Give tenants a break!
Posted 02/10/2012
In the current economic climate, many business tenants have tried to take advantage of so-called ‘break clauses’ in their leases. If successful, this enables them to vacate their premises before the lease has finished if they wish to move out. The problem is that many break clauses are conditional, and recent case law has highlighted situations where tenants have had to remain in premises they no longer want to occupy.
Take, for example, the condition that the tenant has paid all rent due up to the break date. If rent is payable quarterly in advance and the tenant serves a break notice to vacate on, say, 31st October, is he/she obliged to pay rent up to 31st October or the end of the quarter on 24th December?
If you think the answer is 31st October, so did the tenant in the recent case of PCE Investors v. Cancer Research UK – but the High Court disagreed and ruled that the whole of the quarter’s rent should have been paid. The condition wasn’t satisfied and the tenant therefore had to stay put.

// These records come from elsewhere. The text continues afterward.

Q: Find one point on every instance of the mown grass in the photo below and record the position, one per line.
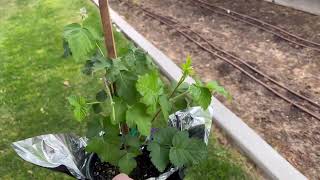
(34, 78)
(35, 81)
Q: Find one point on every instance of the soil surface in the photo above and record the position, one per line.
(293, 134)
(144, 170)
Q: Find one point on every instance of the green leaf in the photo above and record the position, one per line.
(101, 63)
(80, 107)
(127, 163)
(136, 115)
(126, 88)
(132, 141)
(101, 96)
(122, 43)
(159, 147)
(187, 68)
(97, 108)
(201, 95)
(150, 87)
(114, 72)
(185, 150)
(159, 156)
(165, 106)
(120, 108)
(80, 40)
(107, 149)
(93, 128)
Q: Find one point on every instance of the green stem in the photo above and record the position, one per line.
(99, 49)
(183, 77)
(179, 96)
(179, 83)
(93, 103)
(110, 98)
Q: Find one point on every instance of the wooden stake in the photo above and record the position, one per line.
(107, 28)
(109, 41)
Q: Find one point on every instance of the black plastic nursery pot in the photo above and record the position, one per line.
(97, 170)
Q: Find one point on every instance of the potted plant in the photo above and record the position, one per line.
(129, 132)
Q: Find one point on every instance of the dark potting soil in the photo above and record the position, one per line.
(144, 170)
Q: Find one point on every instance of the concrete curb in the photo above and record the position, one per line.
(310, 6)
(260, 152)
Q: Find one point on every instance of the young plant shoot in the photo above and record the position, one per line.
(133, 93)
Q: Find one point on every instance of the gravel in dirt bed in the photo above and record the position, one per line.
(294, 134)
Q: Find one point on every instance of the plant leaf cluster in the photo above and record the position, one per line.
(134, 94)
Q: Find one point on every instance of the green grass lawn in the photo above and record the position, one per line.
(33, 76)
(35, 81)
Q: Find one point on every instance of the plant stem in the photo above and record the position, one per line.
(99, 49)
(179, 83)
(178, 96)
(93, 103)
(110, 97)
(183, 77)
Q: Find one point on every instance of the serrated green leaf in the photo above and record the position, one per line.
(101, 96)
(80, 40)
(165, 106)
(101, 63)
(80, 107)
(159, 156)
(107, 149)
(201, 95)
(187, 68)
(126, 87)
(160, 146)
(97, 108)
(114, 72)
(93, 128)
(127, 163)
(120, 108)
(136, 115)
(150, 87)
(185, 150)
(132, 141)
(122, 43)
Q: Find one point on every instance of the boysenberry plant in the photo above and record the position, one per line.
(133, 93)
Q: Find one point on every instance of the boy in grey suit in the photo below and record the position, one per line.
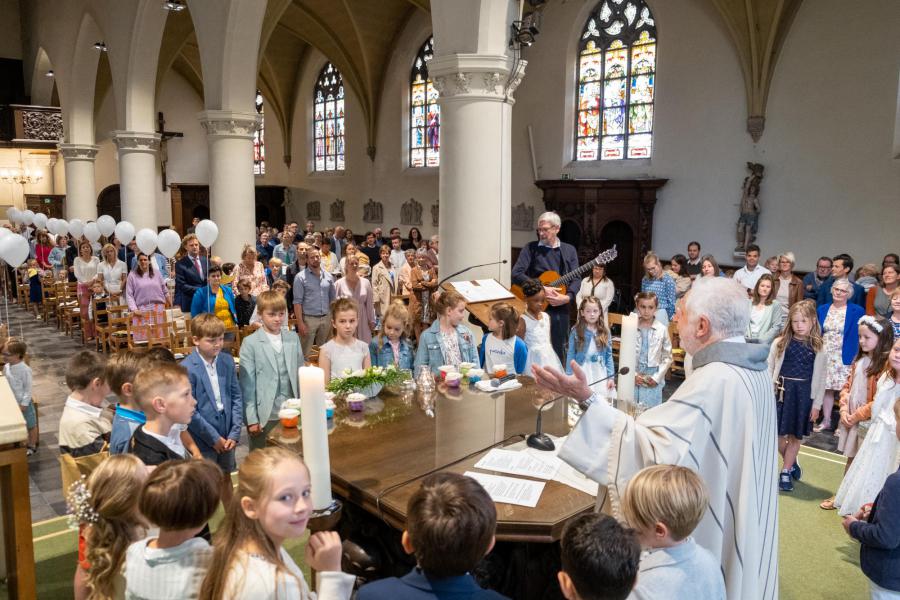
(270, 358)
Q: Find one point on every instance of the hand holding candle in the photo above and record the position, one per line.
(315, 434)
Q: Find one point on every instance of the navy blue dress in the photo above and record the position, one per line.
(795, 403)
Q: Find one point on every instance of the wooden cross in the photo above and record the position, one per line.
(164, 137)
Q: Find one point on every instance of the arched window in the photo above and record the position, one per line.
(328, 120)
(259, 141)
(424, 112)
(616, 78)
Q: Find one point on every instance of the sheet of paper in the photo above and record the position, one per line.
(517, 463)
(482, 290)
(510, 490)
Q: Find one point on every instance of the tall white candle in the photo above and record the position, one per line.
(315, 434)
(627, 357)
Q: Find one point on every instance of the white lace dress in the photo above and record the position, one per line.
(877, 456)
(537, 339)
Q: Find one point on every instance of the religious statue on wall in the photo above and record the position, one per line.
(523, 218)
(373, 212)
(313, 211)
(748, 223)
(411, 213)
(337, 210)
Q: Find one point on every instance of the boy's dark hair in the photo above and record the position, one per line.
(530, 287)
(181, 494)
(451, 522)
(83, 368)
(846, 259)
(600, 557)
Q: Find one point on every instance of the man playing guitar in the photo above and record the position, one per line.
(550, 254)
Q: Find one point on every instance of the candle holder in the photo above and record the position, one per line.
(326, 519)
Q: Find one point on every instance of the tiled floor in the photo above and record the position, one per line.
(50, 350)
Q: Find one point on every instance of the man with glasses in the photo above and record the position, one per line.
(841, 267)
(550, 254)
(814, 280)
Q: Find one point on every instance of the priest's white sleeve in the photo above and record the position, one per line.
(588, 445)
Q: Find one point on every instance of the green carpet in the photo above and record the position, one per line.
(817, 559)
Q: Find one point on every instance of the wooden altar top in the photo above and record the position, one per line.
(379, 457)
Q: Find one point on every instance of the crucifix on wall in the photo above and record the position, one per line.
(164, 137)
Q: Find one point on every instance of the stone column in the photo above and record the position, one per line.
(475, 205)
(81, 199)
(232, 194)
(137, 176)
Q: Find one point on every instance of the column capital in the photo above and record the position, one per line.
(481, 76)
(136, 141)
(77, 151)
(229, 123)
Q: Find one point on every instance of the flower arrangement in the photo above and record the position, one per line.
(362, 379)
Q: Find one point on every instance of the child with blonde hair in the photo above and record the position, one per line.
(664, 504)
(106, 510)
(391, 346)
(344, 350)
(500, 345)
(797, 367)
(271, 505)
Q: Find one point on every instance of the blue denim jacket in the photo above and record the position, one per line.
(431, 350)
(579, 356)
(385, 356)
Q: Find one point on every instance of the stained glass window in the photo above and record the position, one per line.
(616, 80)
(424, 112)
(259, 142)
(328, 120)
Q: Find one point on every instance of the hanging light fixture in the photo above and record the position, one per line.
(21, 174)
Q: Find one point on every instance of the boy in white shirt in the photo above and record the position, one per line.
(18, 374)
(664, 504)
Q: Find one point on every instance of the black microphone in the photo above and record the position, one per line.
(496, 262)
(541, 441)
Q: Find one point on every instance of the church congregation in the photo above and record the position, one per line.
(277, 393)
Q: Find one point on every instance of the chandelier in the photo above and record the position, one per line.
(21, 175)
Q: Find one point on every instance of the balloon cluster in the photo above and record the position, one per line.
(14, 248)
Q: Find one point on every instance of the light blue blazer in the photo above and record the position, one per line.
(259, 373)
(208, 424)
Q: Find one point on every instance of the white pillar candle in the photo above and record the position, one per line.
(627, 357)
(315, 434)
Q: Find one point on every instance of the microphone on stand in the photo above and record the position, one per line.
(541, 441)
(496, 262)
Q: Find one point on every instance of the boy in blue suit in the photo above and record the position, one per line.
(217, 420)
(450, 526)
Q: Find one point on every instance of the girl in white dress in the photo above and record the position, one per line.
(534, 328)
(343, 351)
(272, 504)
(877, 456)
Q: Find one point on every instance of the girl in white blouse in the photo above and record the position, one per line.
(272, 504)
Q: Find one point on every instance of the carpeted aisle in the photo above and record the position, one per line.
(817, 559)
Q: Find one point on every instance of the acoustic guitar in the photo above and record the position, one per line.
(560, 282)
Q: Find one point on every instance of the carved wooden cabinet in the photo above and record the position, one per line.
(597, 213)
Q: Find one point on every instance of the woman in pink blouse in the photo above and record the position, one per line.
(252, 269)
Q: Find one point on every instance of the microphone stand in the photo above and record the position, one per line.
(541, 441)
(496, 262)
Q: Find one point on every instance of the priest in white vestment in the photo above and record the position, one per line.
(720, 422)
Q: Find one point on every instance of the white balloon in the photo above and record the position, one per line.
(76, 227)
(146, 240)
(124, 232)
(207, 232)
(169, 242)
(40, 221)
(91, 231)
(14, 249)
(106, 224)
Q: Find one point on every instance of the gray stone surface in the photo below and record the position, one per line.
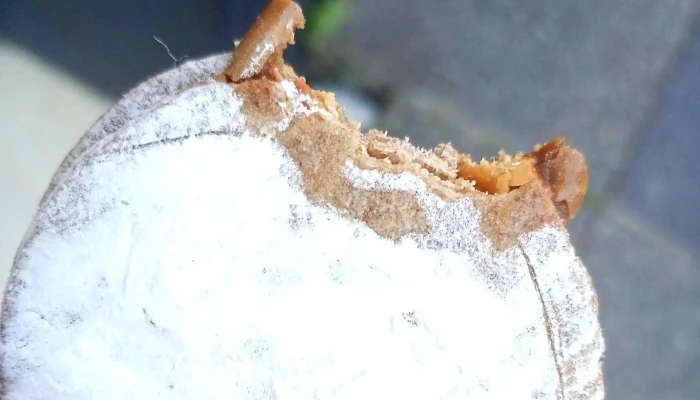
(649, 291)
(526, 70)
(663, 185)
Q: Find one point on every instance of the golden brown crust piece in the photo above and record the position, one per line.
(515, 195)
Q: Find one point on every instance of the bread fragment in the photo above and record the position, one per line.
(244, 240)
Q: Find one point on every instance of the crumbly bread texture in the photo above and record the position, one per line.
(240, 238)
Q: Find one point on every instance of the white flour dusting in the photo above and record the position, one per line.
(182, 269)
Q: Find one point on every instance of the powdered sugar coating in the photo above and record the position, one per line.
(152, 276)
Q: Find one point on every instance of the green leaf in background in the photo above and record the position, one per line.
(323, 19)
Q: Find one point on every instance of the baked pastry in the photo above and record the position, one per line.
(225, 232)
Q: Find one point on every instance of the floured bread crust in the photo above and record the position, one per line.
(533, 274)
(224, 230)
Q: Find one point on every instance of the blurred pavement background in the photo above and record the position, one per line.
(621, 79)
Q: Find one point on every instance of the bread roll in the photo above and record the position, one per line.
(238, 238)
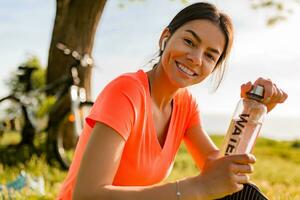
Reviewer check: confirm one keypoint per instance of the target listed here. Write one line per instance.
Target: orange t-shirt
(125, 105)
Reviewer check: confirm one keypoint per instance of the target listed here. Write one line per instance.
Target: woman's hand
(224, 176)
(272, 95)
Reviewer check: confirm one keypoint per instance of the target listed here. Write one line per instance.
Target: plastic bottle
(245, 124)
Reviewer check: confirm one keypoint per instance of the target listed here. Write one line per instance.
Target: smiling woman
(138, 121)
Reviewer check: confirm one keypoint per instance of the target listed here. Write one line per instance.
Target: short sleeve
(195, 113)
(114, 107)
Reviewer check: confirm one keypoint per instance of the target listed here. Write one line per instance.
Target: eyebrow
(199, 40)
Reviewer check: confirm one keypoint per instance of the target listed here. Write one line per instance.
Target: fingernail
(268, 99)
(252, 157)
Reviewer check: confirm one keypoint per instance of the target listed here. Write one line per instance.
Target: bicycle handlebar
(84, 60)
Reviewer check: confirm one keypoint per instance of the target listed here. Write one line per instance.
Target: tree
(75, 25)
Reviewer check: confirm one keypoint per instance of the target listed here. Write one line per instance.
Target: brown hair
(209, 12)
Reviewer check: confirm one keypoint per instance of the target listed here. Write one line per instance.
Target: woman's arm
(200, 145)
(100, 163)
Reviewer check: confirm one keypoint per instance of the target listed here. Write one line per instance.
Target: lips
(186, 70)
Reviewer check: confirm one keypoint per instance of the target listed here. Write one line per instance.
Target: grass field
(277, 170)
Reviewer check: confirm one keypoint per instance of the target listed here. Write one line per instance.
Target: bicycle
(21, 113)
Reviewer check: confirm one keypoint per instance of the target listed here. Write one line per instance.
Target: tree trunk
(75, 25)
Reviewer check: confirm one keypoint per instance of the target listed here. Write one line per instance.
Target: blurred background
(127, 38)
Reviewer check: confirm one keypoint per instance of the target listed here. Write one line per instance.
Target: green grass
(277, 170)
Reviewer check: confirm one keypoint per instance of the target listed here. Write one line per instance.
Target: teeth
(185, 70)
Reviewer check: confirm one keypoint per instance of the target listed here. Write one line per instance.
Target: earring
(163, 45)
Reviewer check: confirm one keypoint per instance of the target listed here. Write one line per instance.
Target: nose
(195, 57)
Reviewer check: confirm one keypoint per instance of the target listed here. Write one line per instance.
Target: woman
(139, 120)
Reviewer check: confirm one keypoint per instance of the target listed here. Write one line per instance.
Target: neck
(161, 90)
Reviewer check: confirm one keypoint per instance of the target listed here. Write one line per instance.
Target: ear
(164, 38)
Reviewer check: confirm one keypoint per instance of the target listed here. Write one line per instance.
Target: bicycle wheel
(67, 135)
(11, 115)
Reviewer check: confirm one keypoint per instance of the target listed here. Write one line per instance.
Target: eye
(189, 42)
(210, 57)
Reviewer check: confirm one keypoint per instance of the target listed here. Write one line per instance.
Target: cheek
(208, 69)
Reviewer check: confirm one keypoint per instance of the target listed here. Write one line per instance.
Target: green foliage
(37, 78)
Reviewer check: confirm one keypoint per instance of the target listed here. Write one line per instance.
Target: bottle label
(237, 130)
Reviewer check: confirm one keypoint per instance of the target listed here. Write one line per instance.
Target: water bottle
(245, 123)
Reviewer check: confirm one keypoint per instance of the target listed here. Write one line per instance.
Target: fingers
(246, 87)
(272, 94)
(242, 178)
(242, 158)
(238, 168)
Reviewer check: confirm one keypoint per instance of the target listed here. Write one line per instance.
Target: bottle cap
(256, 93)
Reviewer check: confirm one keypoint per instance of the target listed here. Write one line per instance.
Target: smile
(185, 70)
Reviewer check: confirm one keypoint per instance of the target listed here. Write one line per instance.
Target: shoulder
(185, 97)
(130, 86)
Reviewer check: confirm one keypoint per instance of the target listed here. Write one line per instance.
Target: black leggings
(249, 192)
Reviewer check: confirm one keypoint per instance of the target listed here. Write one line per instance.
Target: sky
(127, 38)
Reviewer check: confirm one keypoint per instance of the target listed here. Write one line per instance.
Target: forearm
(189, 189)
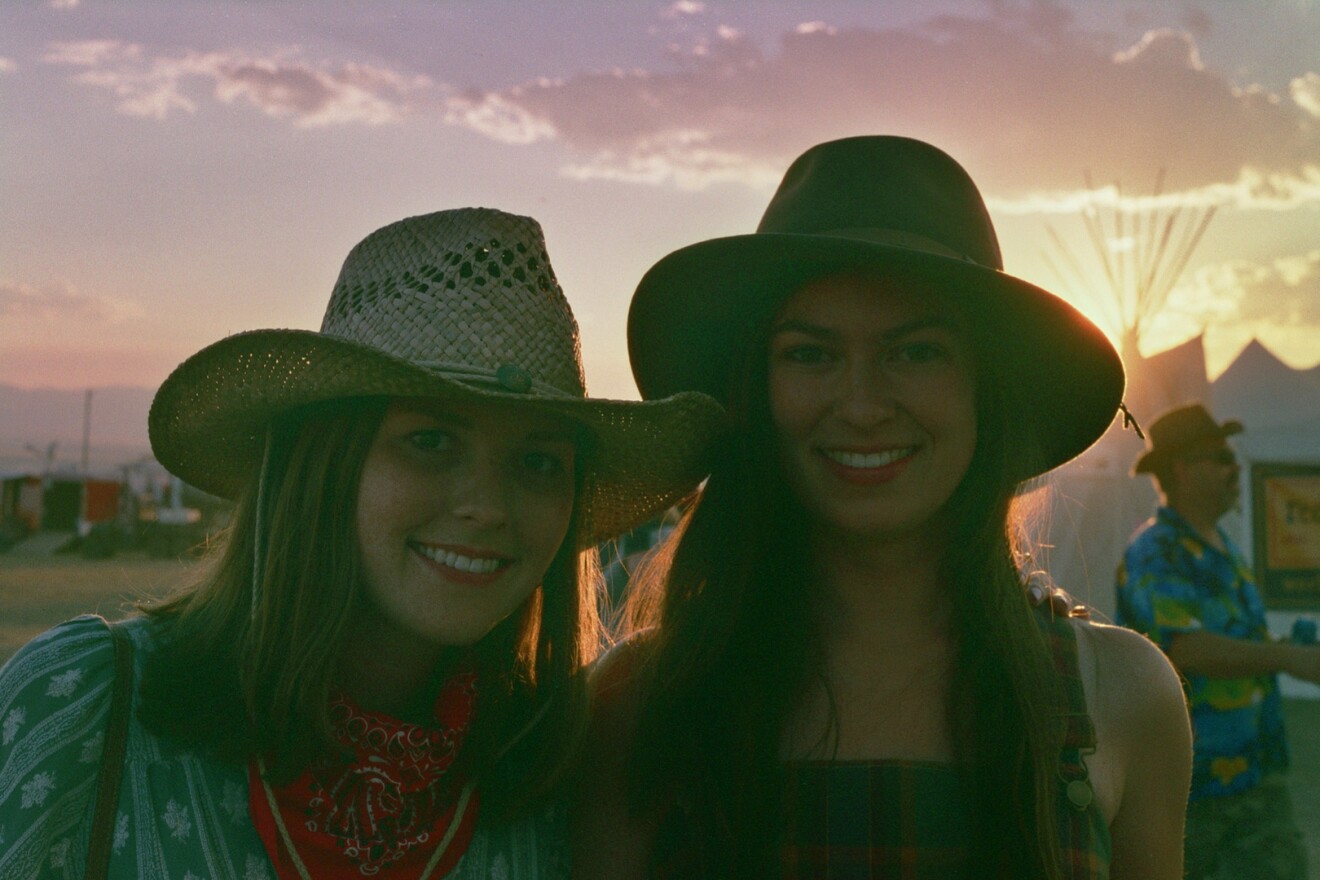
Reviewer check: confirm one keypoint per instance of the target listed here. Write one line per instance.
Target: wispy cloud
(280, 86)
(1026, 99)
(58, 302)
(1285, 292)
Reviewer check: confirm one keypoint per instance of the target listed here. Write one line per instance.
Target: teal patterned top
(181, 816)
(1172, 582)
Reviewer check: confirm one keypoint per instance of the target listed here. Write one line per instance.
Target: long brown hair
(247, 669)
(733, 651)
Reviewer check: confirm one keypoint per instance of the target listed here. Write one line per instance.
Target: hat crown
(466, 293)
(890, 189)
(1183, 426)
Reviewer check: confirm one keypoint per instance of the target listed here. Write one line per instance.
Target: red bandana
(383, 813)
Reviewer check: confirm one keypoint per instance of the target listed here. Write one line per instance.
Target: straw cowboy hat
(1176, 432)
(899, 206)
(454, 304)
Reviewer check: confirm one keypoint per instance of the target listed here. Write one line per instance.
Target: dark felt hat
(892, 205)
(1176, 432)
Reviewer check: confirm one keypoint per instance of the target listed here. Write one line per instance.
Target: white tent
(1093, 504)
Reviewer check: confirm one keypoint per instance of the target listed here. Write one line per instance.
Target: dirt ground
(37, 593)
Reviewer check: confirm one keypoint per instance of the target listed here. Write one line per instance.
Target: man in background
(1187, 587)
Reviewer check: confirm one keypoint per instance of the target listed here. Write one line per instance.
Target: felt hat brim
(698, 308)
(209, 420)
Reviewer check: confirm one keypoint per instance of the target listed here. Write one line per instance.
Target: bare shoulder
(1142, 765)
(1120, 662)
(1130, 684)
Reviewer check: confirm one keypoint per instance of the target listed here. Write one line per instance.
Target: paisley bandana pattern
(383, 812)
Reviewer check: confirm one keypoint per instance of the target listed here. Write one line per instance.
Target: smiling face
(871, 399)
(461, 508)
(1207, 479)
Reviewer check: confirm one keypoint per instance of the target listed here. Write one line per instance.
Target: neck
(384, 670)
(882, 590)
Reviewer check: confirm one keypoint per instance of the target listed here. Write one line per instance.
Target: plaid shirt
(1172, 582)
(914, 819)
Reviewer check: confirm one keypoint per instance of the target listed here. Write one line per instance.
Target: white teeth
(867, 459)
(478, 565)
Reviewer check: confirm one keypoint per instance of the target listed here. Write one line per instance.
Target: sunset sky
(176, 172)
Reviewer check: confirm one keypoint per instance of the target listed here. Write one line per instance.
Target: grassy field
(37, 593)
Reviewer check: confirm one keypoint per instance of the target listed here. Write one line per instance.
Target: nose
(866, 396)
(478, 494)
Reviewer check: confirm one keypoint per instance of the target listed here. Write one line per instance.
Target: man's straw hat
(457, 304)
(1176, 432)
(902, 207)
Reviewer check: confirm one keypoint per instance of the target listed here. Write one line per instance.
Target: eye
(543, 463)
(922, 351)
(430, 441)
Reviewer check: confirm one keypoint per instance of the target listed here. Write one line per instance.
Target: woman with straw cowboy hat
(838, 672)
(379, 676)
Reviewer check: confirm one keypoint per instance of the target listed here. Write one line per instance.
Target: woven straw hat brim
(694, 309)
(1154, 458)
(209, 418)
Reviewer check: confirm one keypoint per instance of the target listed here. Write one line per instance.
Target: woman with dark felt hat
(837, 669)
(380, 673)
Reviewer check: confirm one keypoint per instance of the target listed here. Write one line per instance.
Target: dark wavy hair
(731, 649)
(242, 677)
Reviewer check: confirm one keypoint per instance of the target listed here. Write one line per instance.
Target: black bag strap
(112, 756)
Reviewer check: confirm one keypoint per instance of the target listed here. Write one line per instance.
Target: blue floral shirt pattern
(1172, 582)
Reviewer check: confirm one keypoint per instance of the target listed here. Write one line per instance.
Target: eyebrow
(438, 412)
(889, 335)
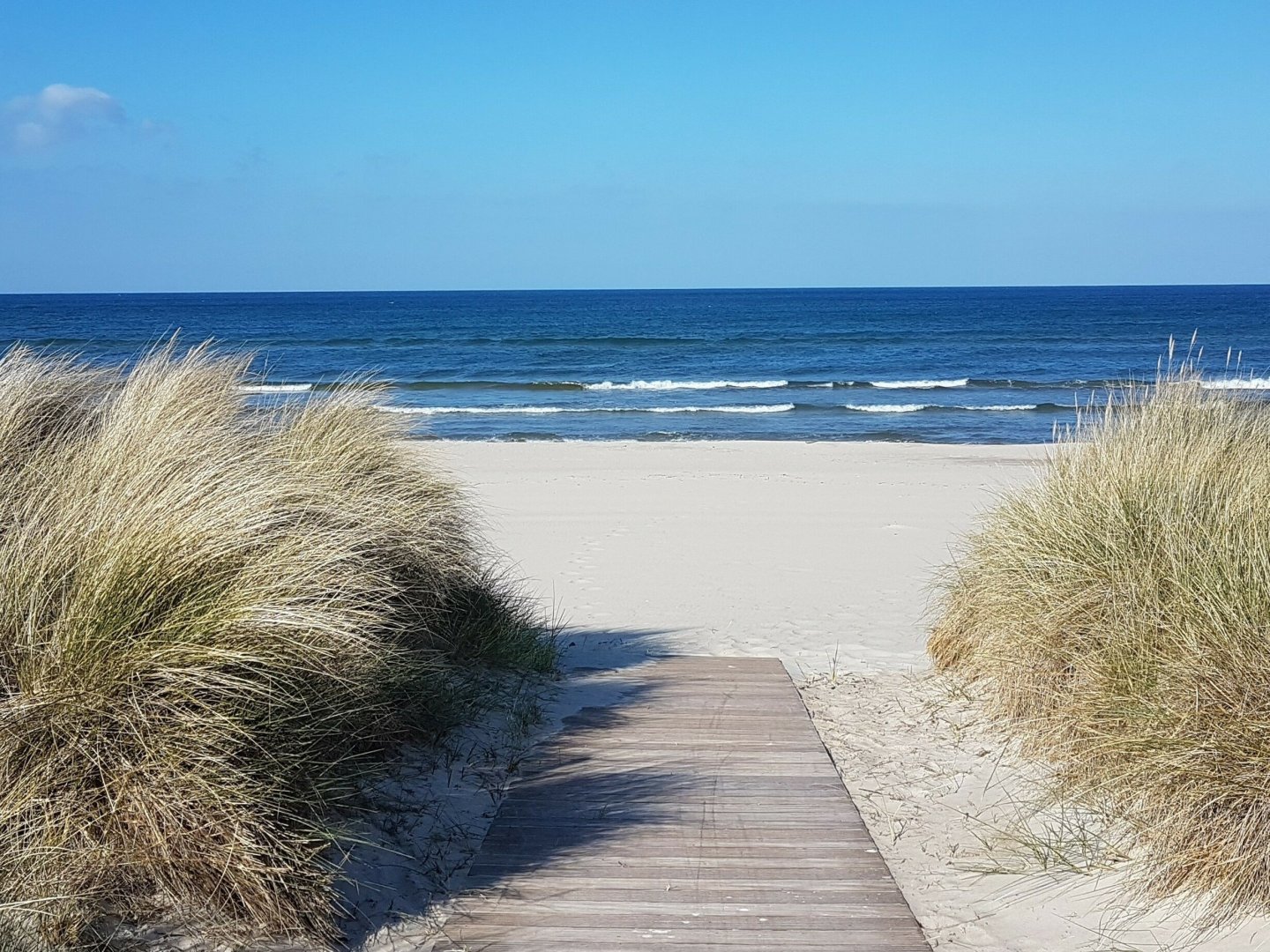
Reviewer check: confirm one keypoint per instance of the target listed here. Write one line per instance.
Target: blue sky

Another potential trap is a condition that the tenant must have complied with the covenants in the lease. A case some years ago attracted publicity because the tenant was frustrated in his attempt to break the lease because he had only given the premises two coats of paint, not the required three coats! To make matters worse, the Courts have ruled that there is no duty on the landlord to point out any errors made by the tenant – silence is golden.
Needless to say, tenants should take legal advice and should instruct their lawyers to serve the break notice on their behalf – unless they want to end up in the same situation as the tenants reported above.